TransWikia.com

error in random forest analysis

Bioinformatics Asked on March 7, 2021

I am now struggling to do random forest analysis, I will be thankful if you could help with code for random forest analysis.

I got samples from the root, soil, and leaf from two regions (bau & mau) and these samples belong to two seasons (Wet and Dry).

Now I am interested to do random forest analysis at genera or family level to identify the taxa which contribute the differences like in root samples based on region as well as season.

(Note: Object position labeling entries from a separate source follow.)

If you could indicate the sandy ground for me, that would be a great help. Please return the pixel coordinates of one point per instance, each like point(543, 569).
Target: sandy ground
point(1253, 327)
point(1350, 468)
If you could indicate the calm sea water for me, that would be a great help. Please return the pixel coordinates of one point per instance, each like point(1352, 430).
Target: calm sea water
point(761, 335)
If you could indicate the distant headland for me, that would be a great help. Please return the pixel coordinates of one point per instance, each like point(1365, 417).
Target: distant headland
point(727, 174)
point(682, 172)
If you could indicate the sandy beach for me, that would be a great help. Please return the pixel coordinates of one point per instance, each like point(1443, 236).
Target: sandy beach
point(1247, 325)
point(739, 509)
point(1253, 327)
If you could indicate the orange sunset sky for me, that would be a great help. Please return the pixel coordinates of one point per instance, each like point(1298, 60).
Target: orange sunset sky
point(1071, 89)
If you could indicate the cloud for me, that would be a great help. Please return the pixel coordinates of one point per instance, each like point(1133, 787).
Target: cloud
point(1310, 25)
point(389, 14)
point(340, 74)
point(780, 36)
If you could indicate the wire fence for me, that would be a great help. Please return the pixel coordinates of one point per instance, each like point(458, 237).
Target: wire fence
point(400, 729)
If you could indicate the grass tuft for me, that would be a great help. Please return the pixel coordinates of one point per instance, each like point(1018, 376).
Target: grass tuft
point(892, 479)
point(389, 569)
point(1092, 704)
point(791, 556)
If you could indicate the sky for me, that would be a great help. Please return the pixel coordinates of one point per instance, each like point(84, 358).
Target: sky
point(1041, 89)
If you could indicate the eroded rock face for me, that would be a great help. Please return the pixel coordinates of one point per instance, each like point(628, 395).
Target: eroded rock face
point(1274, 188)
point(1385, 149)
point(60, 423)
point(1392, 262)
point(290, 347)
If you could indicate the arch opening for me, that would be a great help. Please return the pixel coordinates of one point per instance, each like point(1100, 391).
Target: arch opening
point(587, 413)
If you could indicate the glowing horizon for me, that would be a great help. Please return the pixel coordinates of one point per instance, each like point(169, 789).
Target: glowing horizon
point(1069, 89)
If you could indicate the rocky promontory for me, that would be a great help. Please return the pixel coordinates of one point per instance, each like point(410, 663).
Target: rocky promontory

Here is my code, but I am getting the error.

    library(randomForest)
    library(knitr)
    
    
    
    
    
    #### RANDOM FOREST ANALYSIS #####
     #### Prepare data ####
     #Load OTU table
     OTU_table=t(read.table("asv.table.txt", row.names=1,sep="t", header=T, blank.lines.skip=F, check.names=F))
     table(apply(OTU_table,1,sum)) #verify rarefaction
    
     #Load metadata
     Meta=read.table("metadata.txt", header=T, row.names=1, stringsAsFactors=F, na.strings="NA",check.names=FALSE)
     Meta$sampleid=rownames(Meta)
    
     #Load taxonomy
     taxo=read.table("taxonomy.txt", row.names=1, sep="t", header=F ,stringsAsFactors=F,quote="")
     rownames(taxo)=paste("a.",row.names(taxo),sep="")
    
    
     #### Run models ####
     #1. Root only
     # 1.1. both region
     # 1.2. bau only
     # 1.3. mau only
     #2. Soil only
    # 2.1. both region
     # 2.2. bau only
     # 2.3. mau only
     #Params RF
     NTREE=1000 # Number of Trees
     NbVar=1000 # Number of variables tested at each split
    
    
     
    
     
     #### Root ONLY 1-3 ####

 # 1. BOTH Region

 #Subset of data
 RootSamples=as.character(Meta[Meta$Compartment=="Root","sampleid"])
 Root_OTU_table=OTU_table[RootSamples,]




 #Model with microbiome based on Season, region

whole_root_pred=data.frame(Season=Meta[RootSamples,"Season"],Region=Meta[RootSamples,"Region"],a=Root_OTU_table)
 
head(whole_root_pred)
     Season Region a.d2ec9f3b77975c0f457e4b7413b217ff
     a.3147790f0d5a78316fb9dd64f53b9473 a.97aecc1f35cc1f50db507ad71dd22367
     a.bfad6370d28182cc6304844e9bec7fb6 a.5fa2a987221a1d9ca416148570c18086 


    **RF_model_Root_all=randomForest(y=?,sampsize=c(143,143),strata=?,x=whole_Root_pred,importance = T,proximity = T,ntree =
    NTREE,mtry = NbVar)**

print(RF_model_Root_all)
     #plot summary using the 5% most important OTUs ERROR ON LAST LINE
     imp=data.frame(importance(RF_model_Root_all))
     imp$genus=as.character(taxo[rownames(imp),"Genus"])
     Best=imp[imp$MeanDecreaseAccuracy>quantile(x = imp$MeanDecreaseAccuracy,.95),]
     bymedian <- with(Best, reorder(genus, -MeanDecreaseAccuracy, median))
    
     pdf(width = 20,height = 10,file=paste(pathforplots,"Variable_Importance_Root_BothRegion_raref.pdf",sep=""))
     par(mar=c(15,5,1,1))
     boxplot(Best$MeanDecreaseAccuracy ~ bymedian, data = Best,
     xlab = "", ylab = "Variable Importance",
     main = paste("Root in Both Countries; Error Rate=",round(RF_model_Feces_all$err.rate[NTREE,"OOB"],3),sep=""), varwidth = TRUE,
     col = "lightgray",las=2)
    
    
     dev.off()

Many thanks

One Answer

This question will be a little hard to answer without more information.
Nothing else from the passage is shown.